“You’ve had a visit, haven’t you? A highwayman on an old gray nag——”
“How do you know that?” stammered Jim, quickly interrupting him. “Some one was here, but it wasn’t a road man, it was a ghost.”
While he said this, he shivered from head to foot, and looked around anxiously on all sides.
“Don’t be a fool,” I laughed. “Tell us a straight story. What has happened to you?”
“Meanwhile we had reached the cabin, and, as I sprang from the saddle, Jim pointed, with trembling hand, to the ground.”
“Here, look at this; you can see the prints of the ghostly horse’s hoofs,” said he, in a voice full of excitement. “I was cleaning up things in the cabin, when I suddenly heard a noise outside. I thought you fellows had returned, and went out-o’-doors to meet you. Horrified, I sprang back; before me, on a horse, nothing but skin and bones, was a man without a hat, with long black hair. He sat bolt upright in the saddle; he had a thick black beard; his face was ashen gray, and two eyes, wide open, stared at me in a ghastly way as only a specter’s can. I wanted to cry out, but my tongue seemed glued to my mouth—I felt my hair standing on end. Then the ghost turned his horse—started off at a gallop—I could plainly hear the rattling of the rider’s and the horse’s bones.”

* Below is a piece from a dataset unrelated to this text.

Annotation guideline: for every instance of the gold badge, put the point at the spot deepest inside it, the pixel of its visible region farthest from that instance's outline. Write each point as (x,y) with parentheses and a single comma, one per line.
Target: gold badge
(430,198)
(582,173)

Jim shuddered again at the remembrance of the horrifying spectacle.
“That was the same fellow that we followed,” cried Anderson; and I could only agree with him.
We then told Jim of our adventure, and quieted him by reasoning that it could not have been a ghost, but simply a human being, possibly some lunatic.
It was my custom before going to bed, to look after the horses. I left the hut that evening as usual, but hardly had I taken a few steps when suddenly I stopped as though my feet were rooted to the ground.